How did it become JULY? Wedding season is in full swing and we've been working what feels like non-stop. The work that keeps us busy during the week is a whole different kind of work (or at least a different level of intensity) than working a wedding. Weddings are a physical and mental work out.
On a wedding day, we've got a good amount of (good) adrenaline going from the moment we wake up. We start with coffee. Shower. Get dressed. Usually there is an ironing of a shirt required. Pack things. And back up things. (I usually bring a big ol' tote bag with me in case of any mini emergencies that could be a distraction to our performance -- an extra pair of contacts, a nail file, bandaids, Advil, bobby pins, extra layers, another pair of even more comfortable shoes, etc...) We do final equipment checks and run through checklists. We re-review schedules and notes, check the weather and traffic, drop our dog off with a friend or family member, get in the car (way too early), and then we BREATHE.

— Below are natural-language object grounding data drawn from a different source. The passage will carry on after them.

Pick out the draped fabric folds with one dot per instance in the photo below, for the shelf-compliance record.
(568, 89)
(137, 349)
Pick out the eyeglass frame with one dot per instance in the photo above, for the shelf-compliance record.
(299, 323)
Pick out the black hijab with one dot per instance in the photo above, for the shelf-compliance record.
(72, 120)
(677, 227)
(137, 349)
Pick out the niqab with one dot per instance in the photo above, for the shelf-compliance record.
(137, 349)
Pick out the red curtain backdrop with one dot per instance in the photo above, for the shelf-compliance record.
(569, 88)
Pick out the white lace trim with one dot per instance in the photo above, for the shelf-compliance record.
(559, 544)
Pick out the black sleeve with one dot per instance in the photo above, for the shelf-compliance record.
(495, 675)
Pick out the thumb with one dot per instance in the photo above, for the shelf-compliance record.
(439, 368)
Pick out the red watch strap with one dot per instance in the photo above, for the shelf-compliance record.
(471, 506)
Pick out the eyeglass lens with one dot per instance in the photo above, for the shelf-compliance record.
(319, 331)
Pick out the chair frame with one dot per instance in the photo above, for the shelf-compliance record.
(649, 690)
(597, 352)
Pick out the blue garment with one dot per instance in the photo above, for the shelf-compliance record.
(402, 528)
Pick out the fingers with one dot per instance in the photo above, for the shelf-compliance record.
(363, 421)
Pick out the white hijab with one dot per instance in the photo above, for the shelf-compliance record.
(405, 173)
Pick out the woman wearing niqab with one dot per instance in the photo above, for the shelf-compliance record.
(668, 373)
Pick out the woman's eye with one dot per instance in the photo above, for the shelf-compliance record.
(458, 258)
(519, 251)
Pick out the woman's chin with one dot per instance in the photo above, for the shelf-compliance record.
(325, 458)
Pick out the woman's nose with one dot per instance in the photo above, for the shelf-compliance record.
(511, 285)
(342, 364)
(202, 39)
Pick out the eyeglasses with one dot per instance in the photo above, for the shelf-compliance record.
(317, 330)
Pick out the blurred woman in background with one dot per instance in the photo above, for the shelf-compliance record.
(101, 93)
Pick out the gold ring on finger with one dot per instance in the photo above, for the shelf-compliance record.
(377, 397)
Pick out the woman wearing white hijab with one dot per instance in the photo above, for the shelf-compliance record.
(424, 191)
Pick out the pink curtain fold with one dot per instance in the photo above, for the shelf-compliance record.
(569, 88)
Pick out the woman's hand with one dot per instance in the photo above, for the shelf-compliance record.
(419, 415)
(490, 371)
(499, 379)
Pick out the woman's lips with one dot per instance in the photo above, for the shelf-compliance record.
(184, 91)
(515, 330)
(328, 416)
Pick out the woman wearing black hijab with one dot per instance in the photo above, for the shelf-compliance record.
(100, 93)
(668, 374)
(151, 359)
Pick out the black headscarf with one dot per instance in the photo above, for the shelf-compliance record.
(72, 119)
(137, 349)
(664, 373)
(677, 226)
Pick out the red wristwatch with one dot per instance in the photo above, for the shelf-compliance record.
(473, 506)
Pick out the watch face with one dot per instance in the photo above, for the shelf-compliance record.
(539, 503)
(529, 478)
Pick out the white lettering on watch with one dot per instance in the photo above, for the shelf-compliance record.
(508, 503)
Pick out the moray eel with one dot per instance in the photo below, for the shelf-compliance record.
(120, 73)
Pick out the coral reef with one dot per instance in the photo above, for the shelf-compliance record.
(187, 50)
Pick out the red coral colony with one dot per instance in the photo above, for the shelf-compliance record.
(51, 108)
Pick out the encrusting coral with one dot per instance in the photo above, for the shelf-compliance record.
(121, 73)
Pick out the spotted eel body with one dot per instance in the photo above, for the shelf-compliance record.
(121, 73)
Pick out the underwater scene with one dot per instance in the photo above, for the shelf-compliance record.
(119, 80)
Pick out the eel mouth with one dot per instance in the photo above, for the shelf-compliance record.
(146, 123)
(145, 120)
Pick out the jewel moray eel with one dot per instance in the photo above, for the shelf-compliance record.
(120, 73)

Once we're in the car and on the way, we are transitioning into zen mode. We chat more casually about the schedule and a little more portrait game plan.

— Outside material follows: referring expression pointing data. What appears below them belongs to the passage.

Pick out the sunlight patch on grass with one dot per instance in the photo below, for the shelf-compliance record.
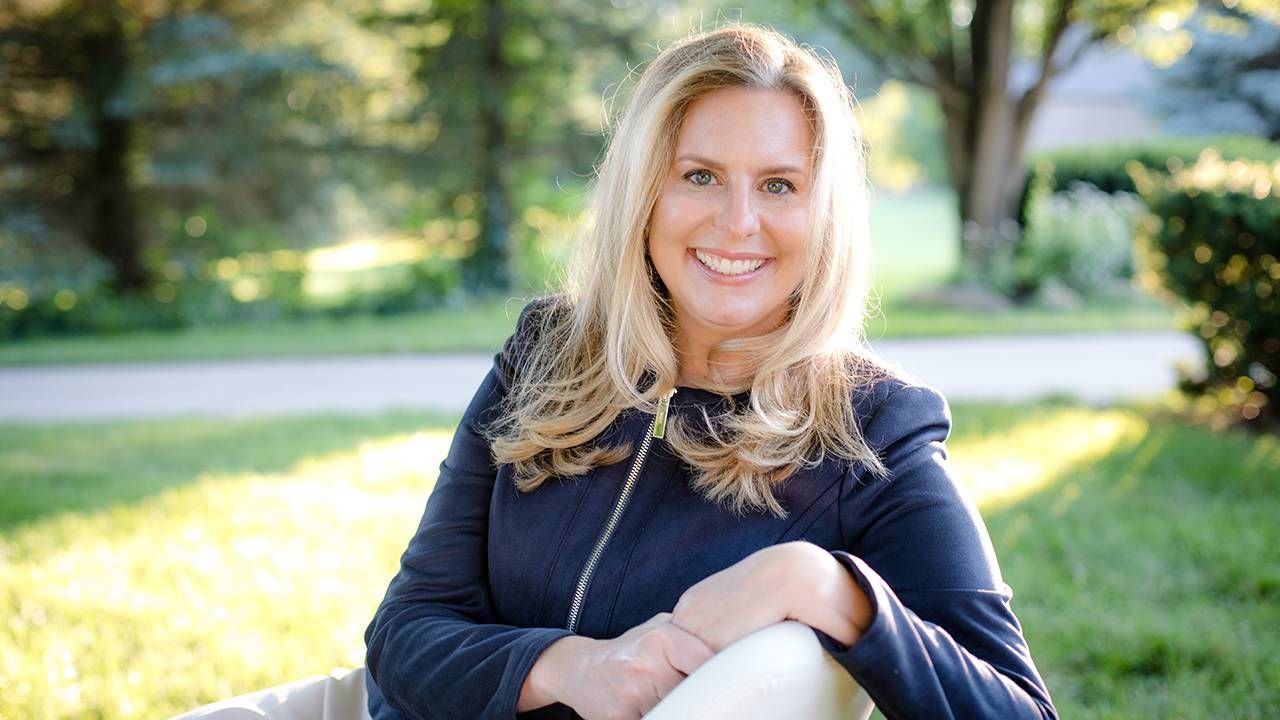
(215, 588)
(1001, 469)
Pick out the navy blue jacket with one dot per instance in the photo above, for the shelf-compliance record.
(488, 579)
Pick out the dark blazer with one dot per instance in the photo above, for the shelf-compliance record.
(489, 577)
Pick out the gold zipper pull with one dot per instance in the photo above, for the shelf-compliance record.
(659, 419)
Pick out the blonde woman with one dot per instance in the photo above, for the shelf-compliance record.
(693, 442)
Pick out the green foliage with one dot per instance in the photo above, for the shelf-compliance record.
(1082, 238)
(1214, 242)
(1106, 167)
(1228, 82)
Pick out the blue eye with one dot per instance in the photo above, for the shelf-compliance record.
(704, 174)
(777, 186)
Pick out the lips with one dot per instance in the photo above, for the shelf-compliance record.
(721, 278)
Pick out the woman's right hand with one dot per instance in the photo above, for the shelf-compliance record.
(625, 677)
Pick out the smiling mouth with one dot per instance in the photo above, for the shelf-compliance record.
(728, 268)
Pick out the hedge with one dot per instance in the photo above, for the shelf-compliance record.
(1214, 240)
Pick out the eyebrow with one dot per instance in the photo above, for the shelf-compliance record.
(714, 165)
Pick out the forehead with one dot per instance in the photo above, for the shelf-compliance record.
(746, 123)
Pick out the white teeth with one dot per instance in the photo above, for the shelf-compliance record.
(727, 267)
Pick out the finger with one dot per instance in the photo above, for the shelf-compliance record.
(663, 680)
(685, 651)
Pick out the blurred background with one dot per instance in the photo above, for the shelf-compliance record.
(219, 217)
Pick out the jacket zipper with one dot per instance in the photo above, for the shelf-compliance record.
(657, 429)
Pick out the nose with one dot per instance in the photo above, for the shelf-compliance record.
(737, 214)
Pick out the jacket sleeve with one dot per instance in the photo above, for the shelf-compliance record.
(434, 648)
(944, 641)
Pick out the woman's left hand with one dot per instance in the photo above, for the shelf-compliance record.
(763, 588)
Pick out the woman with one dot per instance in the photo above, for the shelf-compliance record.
(693, 442)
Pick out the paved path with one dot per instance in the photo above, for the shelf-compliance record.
(1096, 368)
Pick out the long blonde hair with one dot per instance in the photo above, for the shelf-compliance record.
(604, 343)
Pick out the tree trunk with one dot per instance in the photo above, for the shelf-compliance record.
(488, 268)
(984, 139)
(112, 219)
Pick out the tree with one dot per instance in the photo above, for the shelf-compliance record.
(499, 77)
(96, 95)
(963, 50)
(1228, 82)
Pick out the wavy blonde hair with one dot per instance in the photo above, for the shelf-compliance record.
(604, 343)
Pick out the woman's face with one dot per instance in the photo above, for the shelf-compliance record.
(731, 223)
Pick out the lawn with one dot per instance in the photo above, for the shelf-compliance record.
(914, 247)
(152, 566)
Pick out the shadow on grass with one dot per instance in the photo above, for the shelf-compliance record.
(48, 470)
(1147, 577)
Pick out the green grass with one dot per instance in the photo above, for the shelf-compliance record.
(914, 247)
(152, 566)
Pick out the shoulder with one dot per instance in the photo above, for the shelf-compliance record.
(892, 404)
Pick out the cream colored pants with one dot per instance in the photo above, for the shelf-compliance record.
(778, 671)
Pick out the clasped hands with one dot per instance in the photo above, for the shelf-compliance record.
(629, 675)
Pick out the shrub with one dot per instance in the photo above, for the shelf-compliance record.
(1082, 237)
(1214, 241)
(1106, 168)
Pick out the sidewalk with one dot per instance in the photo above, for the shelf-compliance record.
(1096, 368)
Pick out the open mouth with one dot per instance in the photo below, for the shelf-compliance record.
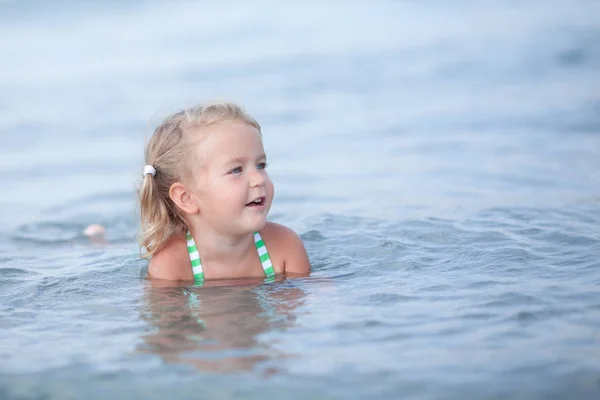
(260, 201)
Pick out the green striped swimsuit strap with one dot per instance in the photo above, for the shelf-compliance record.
(261, 248)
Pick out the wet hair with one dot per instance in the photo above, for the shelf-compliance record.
(169, 151)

The rest of the day is all about staying sharp and on schedule, but still keeping it loose and having a little fun with our bride and groom and their families. The "getting ready" time is full of excitement and personalities, pretty things and some of the most intimate moments of the day. Our file on "Bride + Groom's Wedding" with all our notes and schedules and portrait lists is now a living, breathing thing. Our nervous energy from the morning is happily channeled into capturing all the details and action. The candid part, which can't be planned, is really where we thrive and so once it's happening we are all at once inspired and energized not to miss a split second.
Once the day starts, we are pretty much "in it to win it" and working our pah-tooties off, changing settings and lenses, angles and perspectives, squatting, standing on chairs, running, herding cats, dancing to "blend in" (the best dance photos come from this guerilla tactic)...until we get back in our car and drive home. This ALL brings me to my point. Wedding photographers need lots of ENERGY. Fuel. Something to give us a little boost in between portraits and the next thing. OR when everyone sits down to eat and we realize we need to eat something in 5 minutes before speeches start. That's where a little snack pack comes in handy.
Enter Homemade Granola: Photog's* Wedding Fuel. So many nutrients! So many Eagle powers!
Get our recipe below!
*Wedding Fuel isn't just for "photog's", either. Everyone needs to eat on wedding days. All days, really. Package up cute bags of homemade granola for your bridal party. Or, pack a special jar for the bride and groom and leave it in their suite to enjoy the next morning, or better yet, to take on their honeymoon.
COLE + KIERA'S HOMEMADE GRANOLA
Photog Wedding Fuel
3 cups [288 g] old fashioned rolled oats
1 cup [120 g] mixed nuts (sliced almonds and chopped hazelnuts)
1/2 cup [85 g] dried peaches, chopped
1/2 cup [30 g] unsweetened flaked coconut
2 Tbsp flaxseeds, coarsely ground
1 1/2 Tbsp chia seeds
6 Tbsp [85 g] unsalted butter
scant 1/2 cup [95 g] brown sugar
1 Tbsp bourbon
1 tsp vanilla extract
1/4 tsp of kosher salt
1/4 tsp cardamom
a dash of cinnamon
1 egg white
- Preheat the oven to 325° [165°C].
- In a large bowl, toss together the rolled oats, nuts, dried peaches, coconut, flaxseeds, and chia seeds.
- In a small sauce pan over low heat, add butter, brown sugar, bourbon, vanilla extract, salt, cardamom, and cinnamon. Stir until all ingredients are well combined and mixture is completely smooth.
- Pour warm butter and sugar mixture over dry ingredients and stir until evenly coated.
- Beat egg white until frothy. Gently stir into mixture then spread onto a sheet pan or large baking pan. Bake for about 30 minutes, or until golden brown and dry to the touch. Turn oven off, crack open the oven door, and let granola cool completely inside the oven for a couple of hours.
- Transfer to an airtight container, breaking granola up a little but leaving some good sized clusters intact. Store at room temperature for up 2 weeks (or for several weeks in the freezer)!